About JoCo


JoCo — The Logic of Shapes and Colors


Everything around us can be reduced to shapes and colors.

Every image, every environment, every visual interface is built on these two fundamental dimensions.


JoCo (Join Colors) starts from this idea.


It is not a single game, but a visual logic system that defines how shapes and colors can combine, interact, and generate rules.


JoCo is not about learning arbitrary rules.
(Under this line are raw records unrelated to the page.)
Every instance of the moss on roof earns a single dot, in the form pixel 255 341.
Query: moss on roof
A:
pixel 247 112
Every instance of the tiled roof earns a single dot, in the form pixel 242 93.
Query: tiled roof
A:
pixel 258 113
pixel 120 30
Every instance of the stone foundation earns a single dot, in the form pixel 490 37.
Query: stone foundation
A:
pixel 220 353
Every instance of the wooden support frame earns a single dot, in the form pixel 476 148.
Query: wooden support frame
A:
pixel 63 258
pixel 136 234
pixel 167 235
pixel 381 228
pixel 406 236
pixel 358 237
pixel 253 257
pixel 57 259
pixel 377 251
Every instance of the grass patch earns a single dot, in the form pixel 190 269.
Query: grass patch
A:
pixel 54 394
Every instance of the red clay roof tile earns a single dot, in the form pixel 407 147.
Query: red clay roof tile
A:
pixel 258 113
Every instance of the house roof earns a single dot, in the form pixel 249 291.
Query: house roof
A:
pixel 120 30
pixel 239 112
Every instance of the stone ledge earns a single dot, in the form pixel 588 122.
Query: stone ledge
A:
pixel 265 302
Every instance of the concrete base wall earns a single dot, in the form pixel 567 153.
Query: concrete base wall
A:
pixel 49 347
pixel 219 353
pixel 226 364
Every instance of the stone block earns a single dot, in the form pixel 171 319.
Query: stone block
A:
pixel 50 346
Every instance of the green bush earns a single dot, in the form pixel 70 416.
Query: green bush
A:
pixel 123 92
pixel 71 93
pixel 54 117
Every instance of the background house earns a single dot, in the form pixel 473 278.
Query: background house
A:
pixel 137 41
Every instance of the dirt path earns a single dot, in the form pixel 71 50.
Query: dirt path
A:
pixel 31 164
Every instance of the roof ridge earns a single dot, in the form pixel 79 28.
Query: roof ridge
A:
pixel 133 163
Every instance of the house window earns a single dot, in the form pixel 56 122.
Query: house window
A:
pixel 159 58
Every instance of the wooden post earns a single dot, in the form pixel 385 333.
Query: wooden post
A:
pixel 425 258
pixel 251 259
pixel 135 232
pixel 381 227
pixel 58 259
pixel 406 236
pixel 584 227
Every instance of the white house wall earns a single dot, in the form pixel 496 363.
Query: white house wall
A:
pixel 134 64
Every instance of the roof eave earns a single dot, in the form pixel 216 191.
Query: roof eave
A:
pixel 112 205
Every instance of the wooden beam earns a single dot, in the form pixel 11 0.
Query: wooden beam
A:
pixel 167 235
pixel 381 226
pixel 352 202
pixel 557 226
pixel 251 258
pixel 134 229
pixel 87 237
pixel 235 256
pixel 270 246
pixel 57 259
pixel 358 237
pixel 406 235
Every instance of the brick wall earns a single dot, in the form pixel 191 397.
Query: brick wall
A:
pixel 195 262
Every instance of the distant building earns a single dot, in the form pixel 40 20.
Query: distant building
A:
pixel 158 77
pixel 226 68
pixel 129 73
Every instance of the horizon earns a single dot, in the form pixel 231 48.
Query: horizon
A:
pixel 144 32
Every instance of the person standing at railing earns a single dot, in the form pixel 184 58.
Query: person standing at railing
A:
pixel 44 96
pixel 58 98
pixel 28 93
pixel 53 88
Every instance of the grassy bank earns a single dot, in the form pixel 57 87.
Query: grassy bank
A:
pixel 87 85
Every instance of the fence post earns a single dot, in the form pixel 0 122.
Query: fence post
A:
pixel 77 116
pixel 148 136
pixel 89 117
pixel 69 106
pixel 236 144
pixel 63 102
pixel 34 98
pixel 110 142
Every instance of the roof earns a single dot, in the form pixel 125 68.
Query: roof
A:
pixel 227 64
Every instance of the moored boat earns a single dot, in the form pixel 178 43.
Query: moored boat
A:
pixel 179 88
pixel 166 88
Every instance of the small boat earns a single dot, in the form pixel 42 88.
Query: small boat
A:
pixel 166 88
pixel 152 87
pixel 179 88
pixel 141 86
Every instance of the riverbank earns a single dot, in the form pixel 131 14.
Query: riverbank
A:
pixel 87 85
It is about understanding a logic.


Once understood, this logic can be applied across many formats:

cards, board games, grids, digital apps, competitive systems, and more complex structures.


The Logic of Colors


JoCo is based on the three primary colors:


Blue

Yellow

Red


From their combination, three secondary colors emerge:


Purple (blue + red)

Green (blue + yellow)

Orange (red + yellow)


The core rule of JoCo is simple:


A primary color always connects with the secondary color generated by the other two primaries.


So:

Yellow ↔️ Purple

Blue ↔️ Orange

Red ↔️ Green


These pairs can also be understood as complementary relationships, reinforcing visual and perceptual coherence.


At a symbolic level:

White represents the domain of primary colors

Black represents the domain of secondary colors


This creates a clear and structured distinction from the start.


The Logic of Shapes


Alongside colors, JoCo uses simple and universal geometric shapes:


Circle

Square

Triangle


Their relationship is cyclical and dynamic, not hierarchical:


The circle surrounds and overcomes the square

The square contains and limits the triangle

The triangle pierces the circle


This creates a closed and balanced system:


Circle beats Square

Square beats Triangle

Triangle beats Circle


An intuitive structure, easy to remember, yet capable of generating strategic depth. 


The Essence of JoCo


JoCo exists entirely at the intersection of shape and color.

Every move, every interaction, every game emerges from these relationships.

It is not a system based on exceptions, but on consistency.

It does not require endless additions to exist, because its structure is self-sufficient.


Once the logic is understood:

The player does not follow rules, the player thinks in JoCo.